Strategic Fusion Optimizes Transformer Compression
Md Shoaibur Rahman
TL;DR
This work tackles transformer compression by examining a broad set of pruning signals and introducing data-driven fusion to guide layer removal. By modeling per-layer impact with 12 signals across activation, information, gradients, weights, and attention, and integrating them via linear regression or random forest, the approach identifies pruning sequences that preserve accuracy while reducing size. Knowledge distillation further boosts the compressed models, frequently surpassing the original accuracy and yielding large gains in accuracy-to-size efficiency. The findings demonstrate that a fusion-based, data-driven pruning framework—especially with random-forest fusion—offers practical, scalable benefits for deploying transformers in resource-constrained settings, while also highlighting the importance of sequencing and potential biological analogies for understanding pruning dynamics.
Abstract
This study investigates transformer model compression by systematically pruning its layers. We evaluated 14 pruning strategies across nine diverse datasets, including 12 strategies based on different signals obtained from layer activations, mutual information, gradients, weights, and attention. To address the limitations of single-signal strategies, we introduced two fusion strategies, linear regression and random forest, which combine individual strategies (i.e., strategic fusion), for more informed pruning decisions.
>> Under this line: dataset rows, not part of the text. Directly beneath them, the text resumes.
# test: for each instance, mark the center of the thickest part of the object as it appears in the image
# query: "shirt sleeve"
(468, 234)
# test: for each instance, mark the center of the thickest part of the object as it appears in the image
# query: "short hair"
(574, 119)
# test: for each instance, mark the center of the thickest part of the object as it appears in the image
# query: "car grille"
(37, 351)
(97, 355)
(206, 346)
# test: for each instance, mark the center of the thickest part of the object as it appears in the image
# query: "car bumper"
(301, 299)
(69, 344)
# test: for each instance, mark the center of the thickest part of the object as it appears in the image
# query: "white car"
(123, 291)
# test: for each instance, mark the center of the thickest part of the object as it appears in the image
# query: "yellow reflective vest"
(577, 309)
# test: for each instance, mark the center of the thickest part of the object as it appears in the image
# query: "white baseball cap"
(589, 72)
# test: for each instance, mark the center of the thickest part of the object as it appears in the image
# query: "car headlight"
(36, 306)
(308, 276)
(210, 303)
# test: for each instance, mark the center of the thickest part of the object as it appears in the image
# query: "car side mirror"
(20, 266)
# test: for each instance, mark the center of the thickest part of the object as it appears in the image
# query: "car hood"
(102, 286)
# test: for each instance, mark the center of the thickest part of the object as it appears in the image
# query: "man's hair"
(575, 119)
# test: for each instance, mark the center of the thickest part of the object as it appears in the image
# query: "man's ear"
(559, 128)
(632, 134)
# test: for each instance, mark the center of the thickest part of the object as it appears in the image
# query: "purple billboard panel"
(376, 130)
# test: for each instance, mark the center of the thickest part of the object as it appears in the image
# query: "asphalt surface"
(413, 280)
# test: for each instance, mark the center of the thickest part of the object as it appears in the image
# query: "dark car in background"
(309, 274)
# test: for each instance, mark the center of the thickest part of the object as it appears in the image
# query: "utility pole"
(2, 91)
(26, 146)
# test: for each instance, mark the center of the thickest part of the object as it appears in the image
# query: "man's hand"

Additionally, we applied knowledge distillation to mitigate any accuracy loss during layer pruning. Our results reveal that random forest strategic fusion outperforms individual strategies in seven out of nine datasets and achieves near-optimal performance in the other two. The distilled random forest surpasses the original accuracy in six datasets and mitigates accuracy drops in the remaining three. Knowledge distillation also improves the accuracy-to-size ratio by an average factor of 18.84 across all datasets. Supported by mathematical foundations and biological analogies, our findings suggest that strategically combining multiple signals can lead to efficient, high-performing transformer models for resource-constrained applications.